The team induced cognitive stress through timed exercises utilizing customized software, including a clock for semantic and arithmetic tasks, and confirmed using physiological and clinical data.
They assessed stress levels using a State-Trait Anxiety Inventory (STAI) questionnaire, verbal expression analysis, and clinical assessments.
The researchers identified and quantified VOCs using gas chromatography-mass spectrometry (GC-MS). Stress induction was substantiated by a substantial rise in state anxiety as measured by the questionnaire, changes in electrodermal activity (EDA) measures, and verbatim stress expressions.
The researchers also assessed sebum production and skin pH. They analyzed the data qualitatively and quantitatively to determine VOC expression before and after the psychological stress tests.
The RSD was determined for every volatile chemical using the average relative abundance values for two to three predominant ions.
To examine the durability of adsorbed VOCs on the silicon polymer, the researchers performed assessments on day 3.0 and day 12 following the sample phase, simulating the delay between invoicing and GC-MS assessment.
They derived three parameters from the EDA signals collected throughout the adaptation and stress induction phases. The first parameter was the average SCL (µS). The second parameter was the frequency (peaks/min), while the third was the average amplitude (µS) of the NS-SCRs.
Results
The study found 198 VOCs with a higher concentration of straight-chain alkanes, alcohols, esters, cyclic alkanes, nitrogen compounds, and ketones. Among the chemicals, 69 originated from cosmetic components, 49 from food, 37 from human or microbial metabolisms, and 33 from the environment.
Three VOCs (2-hydroxyethyl acetate, 3-methylpentadecane, and 2-hydroxyethyl propanoate) were associated with stress induction, and 14 compounds were statistically significant.
The VOCs were primarily from the alkane family, with fatty acyls produced from lipids and ethylbenzenes being the most common. In addition, the researchers characterized a nitrogen molecule (N, N-dibutylformamide).
The least represented molecule was detected at 3.6 ng/µL (2-hydroxyethyl propanoate), while the most prevalent were geranyl acetone and butylated hydroxytoluene at concentrations of 121 ng/µL and 177 ng/µL, respectively.
The average abundance of primary ions in volatile standards increased dramatically during storage, with RSD values ranging from 1.3 to 3.1% on day 0 and 9.9% on day 3.

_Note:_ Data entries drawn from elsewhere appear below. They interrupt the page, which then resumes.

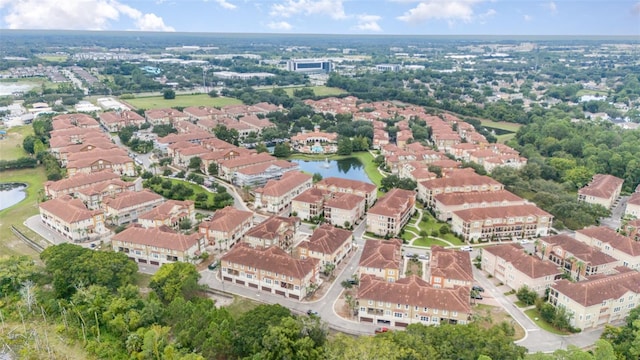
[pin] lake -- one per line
(11, 194)
(349, 168)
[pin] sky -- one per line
(404, 17)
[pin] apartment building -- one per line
(360, 188)
(501, 223)
(411, 300)
(157, 246)
(169, 214)
(602, 190)
(602, 300)
(449, 268)
(271, 270)
(274, 231)
(125, 207)
(381, 258)
(328, 244)
(446, 203)
(345, 210)
(391, 213)
(511, 265)
(226, 227)
(276, 195)
(621, 247)
(576, 258)
(70, 218)
(309, 204)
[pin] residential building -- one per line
(328, 244)
(598, 301)
(449, 268)
(381, 258)
(271, 270)
(309, 204)
(602, 190)
(169, 214)
(70, 218)
(125, 207)
(157, 246)
(344, 210)
(576, 258)
(610, 242)
(226, 227)
(276, 195)
(509, 264)
(446, 203)
(391, 213)
(274, 231)
(501, 223)
(411, 300)
(360, 188)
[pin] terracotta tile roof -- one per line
(127, 199)
(227, 219)
(326, 239)
(602, 186)
(381, 254)
(289, 181)
(414, 291)
(600, 288)
(610, 236)
(502, 212)
(529, 265)
(488, 197)
(450, 264)
(158, 238)
(579, 250)
(395, 202)
(271, 259)
(68, 209)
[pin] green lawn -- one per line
(11, 145)
(18, 213)
(157, 102)
(533, 314)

The trait-anxiety scores and state-anxiety levels rose significantly by 7.90% and 34%, respectively, between the no-stress and stress periods.

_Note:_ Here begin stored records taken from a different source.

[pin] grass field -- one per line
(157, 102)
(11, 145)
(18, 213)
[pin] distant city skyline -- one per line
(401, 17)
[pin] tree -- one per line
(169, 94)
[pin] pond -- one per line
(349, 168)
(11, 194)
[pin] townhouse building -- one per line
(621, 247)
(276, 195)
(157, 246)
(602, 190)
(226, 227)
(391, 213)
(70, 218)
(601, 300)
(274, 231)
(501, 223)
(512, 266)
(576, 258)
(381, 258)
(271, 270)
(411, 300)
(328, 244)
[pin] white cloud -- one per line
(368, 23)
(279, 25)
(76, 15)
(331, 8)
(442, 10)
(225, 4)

During the stress phase, all three EDA measures rose. SCL increased from 0.5 to 1.9 µS, and NS-SCRs increased to 4.0 from 0.04 peaks per minute. 71% of participants’ verbatims included deception/failure, stress/pressure, and difficulty/complicated.
After stress induction, the sebum level on the foreheads increased by 37%, while the skin pH dropped by 14%.
Conclusion
Overall, the study findings highlighted the impact of psychological stress on the modulation of cutaneous VOC emission. The relative measurement of these chemicals demonstrated a production range throughout the stress period.
They are components of lipid metabolism, oxidative stress, air pollution, and cosmetic applications. Some were previously known as disease biomarkers, but only one is stress-related. Future studies could examine the possible impact of modulating these VOC expressions on skin physiology.
Another approach to this research may be to investigate their influence on human communication by understanding chemosignaling.